I went to one of the top public high schools in Washington State — and most of the students were rich and white. My family was middle-class; my mother is an immigrant, my father was raised in poverty, and neither inherited wealth. And though I did grow up with economic privileges that I don’t seek to deny, the degree of wealth that surrounded me in my youth baffled me. Many of the families in my community had boats (some even private planes) and summer homes. If one of my classmates received a brand new BMW for their 16th birthday, it was considered “cool” but not unusual. These people were really rich.
When news of the college-admission scandal broke this week, I can’t say I was surprised. Growing up among conspicuous wealth gave me an early insight into just how unfair our educational system and existing social hierarchies really are.
Many of my fellow students were groomed since elementary school to be the most competitive college applicants they could be — and that costs a lot of money. They were on the debate team, served as members of the student government, and played varsity sports. As the SATs neared, many took prep courses and some even hired private tutors who gave them tailored training on how to ace the standardised test. I knew that many of my fellow classmates submitted flawless application packages that were curated by professionals, complete with carefully edited personal essays, excellent GPAs, and stellar SAT scores. Of course, those who were legacy applicants had even more of a leg up.

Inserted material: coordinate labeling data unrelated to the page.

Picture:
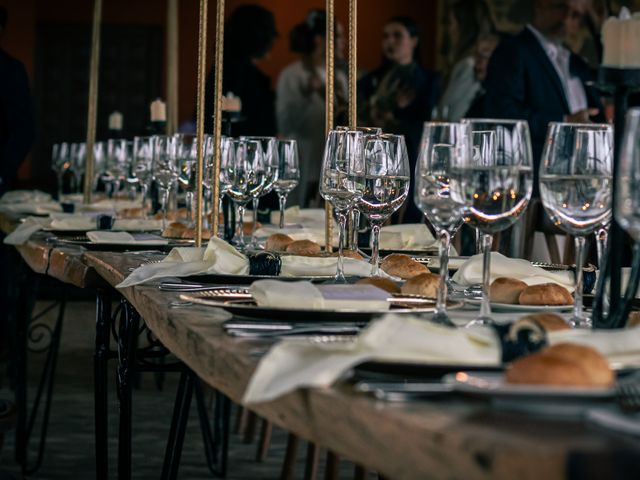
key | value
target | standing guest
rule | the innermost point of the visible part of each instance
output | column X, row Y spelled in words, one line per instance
column 249, row 34
column 300, row 99
column 400, row 94
column 467, row 20
column 17, row 130
column 534, row 77
column 487, row 43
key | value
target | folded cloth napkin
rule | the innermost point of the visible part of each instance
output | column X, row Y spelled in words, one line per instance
column 276, row 293
column 298, row 363
column 410, row 236
column 25, row 196
column 124, row 238
column 221, row 258
column 304, row 216
column 470, row 272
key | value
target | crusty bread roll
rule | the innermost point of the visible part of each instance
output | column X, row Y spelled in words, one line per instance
column 174, row 230
column 380, row 282
column 425, row 284
column 348, row 254
column 402, row 266
column 550, row 322
column 506, row 290
column 277, row 242
column 562, row 364
column 303, row 247
column 546, row 294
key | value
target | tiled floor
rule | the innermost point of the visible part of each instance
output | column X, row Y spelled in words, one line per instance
column 70, row 444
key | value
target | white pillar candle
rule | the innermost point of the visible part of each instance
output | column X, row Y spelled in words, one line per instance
column 115, row 121
column 158, row 111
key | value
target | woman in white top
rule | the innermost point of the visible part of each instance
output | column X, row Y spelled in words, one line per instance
column 300, row 100
column 466, row 21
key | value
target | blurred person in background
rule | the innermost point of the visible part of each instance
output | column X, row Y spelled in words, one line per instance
column 467, row 20
column 249, row 34
column 300, row 100
column 399, row 95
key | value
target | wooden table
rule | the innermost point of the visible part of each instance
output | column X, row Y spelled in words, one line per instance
column 446, row 439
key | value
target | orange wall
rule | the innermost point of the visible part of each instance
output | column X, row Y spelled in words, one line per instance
column 25, row 15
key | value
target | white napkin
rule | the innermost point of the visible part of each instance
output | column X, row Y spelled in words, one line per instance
column 408, row 236
column 297, row 363
column 221, row 258
column 25, row 196
column 124, row 238
column 276, row 293
column 470, row 272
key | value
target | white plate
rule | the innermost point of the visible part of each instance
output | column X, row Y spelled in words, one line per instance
column 506, row 307
column 566, row 402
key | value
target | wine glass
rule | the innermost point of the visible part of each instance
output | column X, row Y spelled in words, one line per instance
column 142, row 165
column 270, row 165
column 576, row 181
column 386, row 184
column 495, row 184
column 442, row 144
column 342, row 180
column 246, row 176
column 288, row 174
column 165, row 169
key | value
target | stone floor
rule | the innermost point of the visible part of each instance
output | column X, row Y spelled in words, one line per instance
column 70, row 443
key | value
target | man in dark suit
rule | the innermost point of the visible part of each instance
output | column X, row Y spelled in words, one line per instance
column 17, row 129
column 533, row 76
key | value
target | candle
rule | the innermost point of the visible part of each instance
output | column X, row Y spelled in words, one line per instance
column 115, row 121
column 621, row 40
column 158, row 111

The majority of students in the United States don’t have access to this kind of educational support. There is an enormous valley between the experiences of wealthy and low-income Americans as they relate to education and access to resources. Over the past few decades, wealthy — usually white — families have relocated to communities similar to where I grew up, a phenomenon dubbed “white flight,” while low-income and non-white communities have often remained trapped in crumbling urban school districts. And because local property taxes help to fund public schools in the US, schools in lower-income areas receive substantially less money than those in wealthy ones, which contributes further to the educational disparity. So there’s nothing really new about powerful individuals paying hundreds of thousands, up to several millions, of dollars to get their children into elite colleges — usually, they just take a more indirect or socially acceptable route, like buying a building for the school.
“It’s the oldest story in the book — people with money use their money to access whatever they desire,” said Danielle Jackson, 31, who works in media and lives in Tampa, FL. But privilege goes well beyond money: It manifests in access to resources, social capital, and the reinforced belief that we are entitled to certain spaces.
Meanwhile, low-income students and students of colour being admitted to schools often angers those who feel entitled to these slots. It's led many racially and economically privileged students to argue that those from underrepresented groups only get into schools because of policies like affirmative action. “[My] being admitted to a great university was such cognitive dissonance to some of my classmates,” said Jackson, who is Black. “It made me the subject of scrutiny, hostility, and skepticism since the day I got my welcome letter.”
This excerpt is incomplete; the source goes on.